Il m’a fallu un peu de temps pour rentrer dedans, mais j’ai bien aimé ! L’ambiance est assez particulière, le jeu est en nuances de gris, tous les dialogues sont en romanche, y’a une touche folk horror avec les traditions locales. L’histoire fait légende de rencontre avec le diable très classique, mais ça fonctionne. Le diable en vieil homme mystérieux est très réussi, la scène où l’on voit son reflet dans le lac en contrebas du paysage est ma préférée je pense (de façon générale la mise en scène est très bien faite). Le côté montagne isolée est bien rendu. Quelques allers-retours un peu superflus peut-être mais le jeu n’est pas ultra long pour autant.

Recommandé si vous aimez le romanche et les pactes sataniques.

Everything for everyone, de M. E. O’Brien et Eman Abdelhadi

Utopie communiste parue en 2022. Dans les années 50, le capitalisme s’est effondré partout sur la planète. 20 ans plus tard, pour commémorer cet effondrement, des participant.es à la Commune de New York décident de compiler une histoire orale : une compilation de témoignages d’une dizaine de personne ayant vécu les événements qui ont conduit à l’instauration de cette Commune, sa place dans le monde, ce que ça fait de vivre dedans.

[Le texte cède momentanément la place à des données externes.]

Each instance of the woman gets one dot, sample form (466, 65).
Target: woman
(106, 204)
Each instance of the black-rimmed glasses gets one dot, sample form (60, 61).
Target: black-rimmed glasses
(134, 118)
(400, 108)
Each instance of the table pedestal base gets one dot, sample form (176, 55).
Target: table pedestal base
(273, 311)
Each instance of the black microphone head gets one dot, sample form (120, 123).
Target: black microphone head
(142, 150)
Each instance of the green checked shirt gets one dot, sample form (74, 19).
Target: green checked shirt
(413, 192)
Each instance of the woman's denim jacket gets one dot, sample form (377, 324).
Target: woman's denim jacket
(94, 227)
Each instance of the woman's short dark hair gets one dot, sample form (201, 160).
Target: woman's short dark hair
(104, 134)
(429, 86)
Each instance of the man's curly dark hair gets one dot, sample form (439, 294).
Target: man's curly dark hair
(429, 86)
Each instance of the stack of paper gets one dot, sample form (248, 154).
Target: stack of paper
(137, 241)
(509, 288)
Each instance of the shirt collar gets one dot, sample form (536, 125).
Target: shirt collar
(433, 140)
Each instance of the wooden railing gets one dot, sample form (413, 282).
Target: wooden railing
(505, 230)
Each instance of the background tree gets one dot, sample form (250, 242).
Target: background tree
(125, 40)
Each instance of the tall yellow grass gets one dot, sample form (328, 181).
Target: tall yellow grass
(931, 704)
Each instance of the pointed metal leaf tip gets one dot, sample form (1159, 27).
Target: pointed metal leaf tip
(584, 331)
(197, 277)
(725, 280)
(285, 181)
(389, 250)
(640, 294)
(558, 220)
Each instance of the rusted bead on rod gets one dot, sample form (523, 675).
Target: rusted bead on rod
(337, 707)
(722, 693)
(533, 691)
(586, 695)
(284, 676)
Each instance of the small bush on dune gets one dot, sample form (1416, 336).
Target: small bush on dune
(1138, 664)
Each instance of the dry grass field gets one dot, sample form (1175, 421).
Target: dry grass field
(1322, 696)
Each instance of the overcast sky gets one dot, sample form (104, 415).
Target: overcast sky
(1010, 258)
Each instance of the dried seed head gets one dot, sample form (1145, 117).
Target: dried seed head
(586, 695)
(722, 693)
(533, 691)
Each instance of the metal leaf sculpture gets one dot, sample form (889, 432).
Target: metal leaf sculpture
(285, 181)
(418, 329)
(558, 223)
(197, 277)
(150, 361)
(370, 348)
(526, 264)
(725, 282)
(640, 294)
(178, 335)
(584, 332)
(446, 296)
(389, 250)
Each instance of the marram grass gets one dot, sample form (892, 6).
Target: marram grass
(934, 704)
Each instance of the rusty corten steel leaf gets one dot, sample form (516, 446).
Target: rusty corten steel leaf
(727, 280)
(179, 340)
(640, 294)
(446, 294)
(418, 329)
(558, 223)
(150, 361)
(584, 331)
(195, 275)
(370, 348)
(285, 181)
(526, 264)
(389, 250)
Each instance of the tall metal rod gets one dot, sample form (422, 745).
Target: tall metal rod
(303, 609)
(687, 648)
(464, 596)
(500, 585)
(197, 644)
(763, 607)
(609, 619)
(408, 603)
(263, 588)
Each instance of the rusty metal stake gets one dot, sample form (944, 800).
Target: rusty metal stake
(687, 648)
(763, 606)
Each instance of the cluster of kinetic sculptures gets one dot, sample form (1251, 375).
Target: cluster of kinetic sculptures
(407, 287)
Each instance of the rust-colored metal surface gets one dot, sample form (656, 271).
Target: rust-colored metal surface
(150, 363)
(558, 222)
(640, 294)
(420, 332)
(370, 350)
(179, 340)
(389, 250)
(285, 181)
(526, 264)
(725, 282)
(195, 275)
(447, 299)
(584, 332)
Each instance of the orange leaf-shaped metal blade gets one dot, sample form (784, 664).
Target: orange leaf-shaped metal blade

C’était très chouette à lire, la forme de l’Histoire orale marche bien pour présenter plusieurs points de vue et facettes. Le récit de l’effondrement est crédible (dans ses points heureux comme dans les points d’accélérationnisme fasciste avant, hélas). Le focus n’est pas uniquement sur NY, on a des éléments sur le reste du monde (l’effondrement du système chinois, l' »intifada finale » qui mène à la libération de la Palestine et à la réduction d’Israël à ses frontières de 48, un peu dur à lire dans son optimisme en 2025 même si le livre ne présente jamais des victoires contre le fascisme et le capitalisme qui se sont faites sans lutte).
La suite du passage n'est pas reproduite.